Alckmin e Serra fazem agenda conjunta

Ideia é consolidar possível segundo turno na disputa presidencial e,sobretudo, liquidar a eleição estadual no primeiro turno

Roberto Almeida, O Estado de S.Paulo

29 Setembro 2010 | 00h00

O candidato do PSDB ao governo de São Paulo, Geraldo Alckmin, deu início ontem a uma série de eventos que fará colados à candidatura do presidenciável tucano José Serra, a fim de empurrar a disputa nacional para um eventual segundo turno e, sobretudo, aproveitar holofotes para tentar liquidar a eleição estadual já no primeiro turno.

Em agenda discreta de campanha, preterindo o corpo a corpo com eleitores, Alckmin visitou o Museu do Futebol, no Estádio do Pacaembu, na capital paulista, para exaltar a obra inaugurada por Serra em sua gestão como governador. "Ele (Serra) marcou um gol", disse Alckmin.

Descontraído e acompanhado de seu candidato a vice, Guilherme Afif Domingos (DEM), Alckmin disputou partida de pebolim contra dupla formada pelo ex-secretário municipal de Esportes, Walter Feldman, e pela campeã olímpica de salto em distância, Maurren Maggi. O resultado foi empate: 4 a 4.

Sobre um possível segundo turno na eleição nacional, Alckmin ressaltou que há chances de reverter o quadro. "Tudo caminha para isso", afirmou.

Os afagos a Serra, constantes nas agendas de campanha de Alckmin, serão reforçados hoje no evento "Unidos por São Paulo e pelo Brasil", na Mooca, zona leste de São Paulo, berço de Serra. O encontro marcará o encerramento da campanha tucana.

Amanhã Alckmin tem agendada viagem para o Rio, a fim de acompanhar, da plateia, Serra no último debate entre presidenciáveis, na TV Globo. No entanto, não deixará de fazer incursões pelo interior paulista.

Alckmin tem visitas agendadas a São José do Rio Preto e deve ir a Bauru.

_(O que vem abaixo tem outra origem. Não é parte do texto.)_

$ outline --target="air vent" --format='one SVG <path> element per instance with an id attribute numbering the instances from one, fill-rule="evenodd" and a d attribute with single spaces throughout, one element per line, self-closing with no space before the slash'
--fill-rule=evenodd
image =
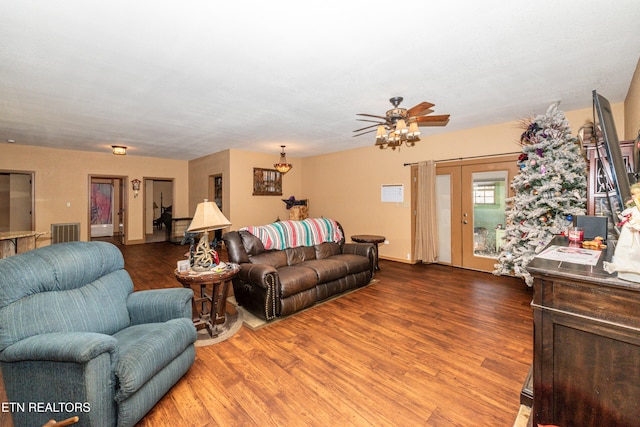
<path id="1" fill-rule="evenodd" d="M 80 240 L 80 223 L 51 224 L 51 243 L 77 242 Z"/>

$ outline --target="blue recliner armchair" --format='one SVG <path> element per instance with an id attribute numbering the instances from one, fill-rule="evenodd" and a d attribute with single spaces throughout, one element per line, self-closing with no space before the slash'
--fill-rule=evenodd
<path id="1" fill-rule="evenodd" d="M 105 242 L 0 260 L 0 366 L 15 427 L 74 415 L 133 426 L 194 362 L 192 296 L 133 292 Z"/>

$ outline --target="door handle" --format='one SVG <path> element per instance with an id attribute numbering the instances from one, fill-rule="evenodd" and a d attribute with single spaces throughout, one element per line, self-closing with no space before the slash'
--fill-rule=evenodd
<path id="1" fill-rule="evenodd" d="M 467 221 L 466 219 L 464 221 L 462 221 L 463 224 L 469 224 L 469 221 Z"/>

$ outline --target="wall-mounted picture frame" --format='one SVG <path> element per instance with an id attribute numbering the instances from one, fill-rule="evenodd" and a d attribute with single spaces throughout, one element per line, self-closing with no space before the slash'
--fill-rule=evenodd
<path id="1" fill-rule="evenodd" d="M 253 168 L 254 196 L 282 196 L 282 174 L 275 169 Z"/>

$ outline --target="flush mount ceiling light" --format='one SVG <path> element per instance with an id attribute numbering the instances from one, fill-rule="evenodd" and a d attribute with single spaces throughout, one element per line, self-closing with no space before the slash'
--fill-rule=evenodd
<path id="1" fill-rule="evenodd" d="M 124 145 L 112 145 L 111 148 L 113 150 L 113 154 L 117 156 L 124 156 L 127 154 L 127 147 Z"/>
<path id="2" fill-rule="evenodd" d="M 358 116 L 373 117 L 377 120 L 356 119 L 361 122 L 376 124 L 354 130 L 354 132 L 358 133 L 353 136 L 376 132 L 376 146 L 380 147 L 380 149 L 391 147 L 392 150 L 395 150 L 396 147 L 400 147 L 403 142 L 407 147 L 413 147 L 416 141 L 420 141 L 420 130 L 418 126 L 446 126 L 447 123 L 449 123 L 449 114 L 428 116 L 428 114 L 433 113 L 431 107 L 433 107 L 434 104 L 421 102 L 407 110 L 406 108 L 399 107 L 402 99 L 401 96 L 391 98 L 389 102 L 393 105 L 393 108 L 387 111 L 384 116 L 357 114 Z"/>
<path id="3" fill-rule="evenodd" d="M 282 147 L 282 153 L 280 153 L 280 161 L 278 163 L 274 163 L 273 167 L 276 168 L 276 170 L 282 175 L 284 175 L 291 170 L 293 165 L 291 163 L 287 163 L 287 155 L 284 152 L 284 147 L 286 147 L 286 145 L 281 145 L 280 147 Z"/>

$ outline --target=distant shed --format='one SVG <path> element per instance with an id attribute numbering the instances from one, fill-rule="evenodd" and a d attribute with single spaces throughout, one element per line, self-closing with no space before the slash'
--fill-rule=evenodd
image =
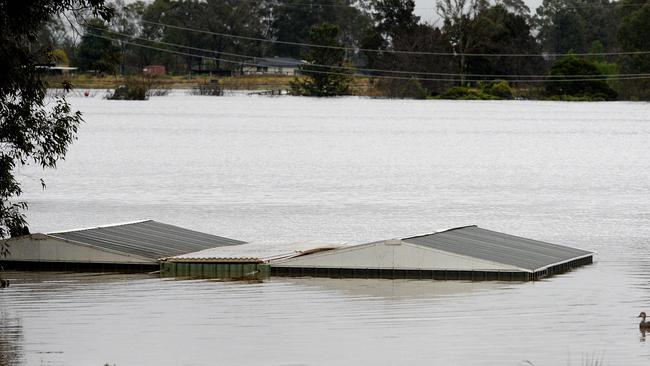
<path id="1" fill-rule="evenodd" d="M 305 64 L 305 61 L 290 57 L 253 58 L 242 63 L 241 72 L 244 75 L 270 74 L 293 76 L 298 74 L 300 66 Z"/>
<path id="2" fill-rule="evenodd" d="M 272 275 L 536 280 L 592 263 L 593 252 L 477 226 L 350 246 L 271 263 Z"/>
<path id="3" fill-rule="evenodd" d="M 164 75 L 166 70 L 163 65 L 149 65 L 142 69 L 145 75 Z"/>
<path id="4" fill-rule="evenodd" d="M 151 269 L 162 257 L 244 243 L 153 220 L 6 241 L 10 254 L 0 261 L 5 268 L 63 270 Z"/>

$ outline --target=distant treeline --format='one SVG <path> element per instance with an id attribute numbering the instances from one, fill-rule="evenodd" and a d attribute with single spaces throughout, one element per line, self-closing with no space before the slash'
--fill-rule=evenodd
<path id="1" fill-rule="evenodd" d="M 110 23 L 91 14 L 72 27 L 53 19 L 42 46 L 82 71 L 164 65 L 171 74 L 224 74 L 260 57 L 336 64 L 313 59 L 313 29 L 331 24 L 337 40 L 324 48 L 340 51 L 344 64 L 329 73 L 371 76 L 387 90 L 401 83 L 435 96 L 506 81 L 549 97 L 650 99 L 650 0 L 544 0 L 534 11 L 522 0 L 432 0 L 434 24 L 415 15 L 413 0 L 113 5 Z"/>

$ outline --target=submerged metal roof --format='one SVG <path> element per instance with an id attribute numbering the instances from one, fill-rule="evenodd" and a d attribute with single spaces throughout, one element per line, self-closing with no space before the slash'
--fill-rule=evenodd
<path id="1" fill-rule="evenodd" d="M 531 272 L 594 254 L 477 226 L 464 226 L 402 240 L 463 256 L 512 265 Z"/>
<path id="2" fill-rule="evenodd" d="M 213 247 L 245 243 L 153 220 L 47 235 L 153 261 Z"/>
<path id="3" fill-rule="evenodd" d="M 218 247 L 194 253 L 165 258 L 169 262 L 238 262 L 268 263 L 339 248 L 340 245 L 316 245 L 310 242 L 290 244 L 246 243 L 231 247 Z"/>

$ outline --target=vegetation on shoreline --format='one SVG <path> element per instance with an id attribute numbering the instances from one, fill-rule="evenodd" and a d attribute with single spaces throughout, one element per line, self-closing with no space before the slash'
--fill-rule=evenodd
<path id="1" fill-rule="evenodd" d="M 345 68 L 345 51 L 339 42 L 337 25 L 323 23 L 312 26 L 309 41 L 319 47 L 310 47 L 307 64 L 300 66 L 303 77 L 289 83 L 291 94 L 331 97 L 350 93 L 350 72 Z"/>
<path id="2" fill-rule="evenodd" d="M 112 15 L 101 0 L 0 1 L 0 239 L 29 234 L 16 171 L 29 164 L 55 168 L 76 139 L 81 113 L 72 110 L 65 95 L 46 99 L 40 64 L 66 57 L 38 41 L 53 17 L 82 9 L 105 20 Z M 59 85 L 70 89 L 66 81 Z M 45 188 L 42 179 L 41 184 Z M 0 258 L 9 253 L 7 246 L 0 242 Z"/>
<path id="3" fill-rule="evenodd" d="M 56 87 L 60 85 L 60 77 L 47 79 L 48 85 Z M 81 93 L 91 90 L 112 90 L 124 84 L 123 77 L 113 76 L 89 76 L 73 75 L 68 79 L 76 90 Z M 56 82 L 55 82 L 56 80 Z M 158 87 L 164 92 L 171 89 L 188 90 L 192 95 L 223 95 L 226 91 L 250 91 L 258 92 L 265 90 L 289 91 L 294 77 L 281 75 L 245 75 L 227 78 L 210 77 L 181 77 L 161 76 L 157 78 Z M 220 92 L 212 94 L 207 89 L 212 88 L 212 83 L 217 83 Z M 493 86 L 486 90 L 487 86 Z M 495 90 L 494 85 L 499 85 Z M 474 87 L 452 87 L 445 93 L 432 96 L 424 89 L 417 80 L 383 80 L 369 77 L 352 77 L 349 84 L 349 95 L 365 96 L 373 98 L 389 99 L 452 99 L 452 100 L 550 100 L 550 101 L 604 101 L 607 100 L 598 95 L 553 95 L 544 93 L 544 88 L 539 86 L 515 86 L 505 81 L 493 83 L 482 83 Z M 206 90 L 200 91 L 201 88 Z M 503 91 L 498 89 L 503 88 Z M 505 94 L 504 94 L 505 93 Z"/>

Tentará, nesse último esforço, consolidar a vantagem que tem sobre seu principal adversário, Aloizio Mercadante (PT). O petista chegou a 30% dos votos válidos, segundo a última sondagem Ibope, do dia 24.

Segundo a mesma pesquisa, Alckmin tem 55% dos votos válidos. Sua campanha vê com cautela a possibilidade de segundo turno - o tucano precisa de 50% dos votos mais um - e não pretende deixar margem para avanços inesperados dos concorrentes ao Palácio dos Bandeirantes.

O principal contra-ataque de Mercadante, com convocação divulgada no site do PT paulista, está marcado para o dia 30, em São Bernardo do Campo, num comício ao lado do presidente Luiz Inácio Lula da Silva.

Alheio à movimentação dos adversários, Alckmin encerrará a entourage com Serra no domingo. O candidato tucano ao governo paulista irá acompanhar o presidenciável do PSDB no Colégio Santa Cruz, na zona oeste de São Paulo, onde Serra vota. Alckmin votará no Colégio Santo Américo, na zona sul da capital.

Em seus últimos programas de TV, Alckmin tem tentado fixar o número 45, do PSDB, para o eleitor. Nos programas dos candidatos a deputado pela coligação, o tucano aparece criticando escândalos que envolveram o PT, como o caso dos aloprados e do mensalão.

Propostas.[ ] [/ ]Alckmin aproveitou a visita ao Museu do Futebol para falar de planos para o esporte. O tucano disse que irá ampliar o programa Escola da Família, que oferece bolsas a universitários, desde que, em contrapartida, trabalhem em escolas da rede estadual nos fins de semana. / R.A.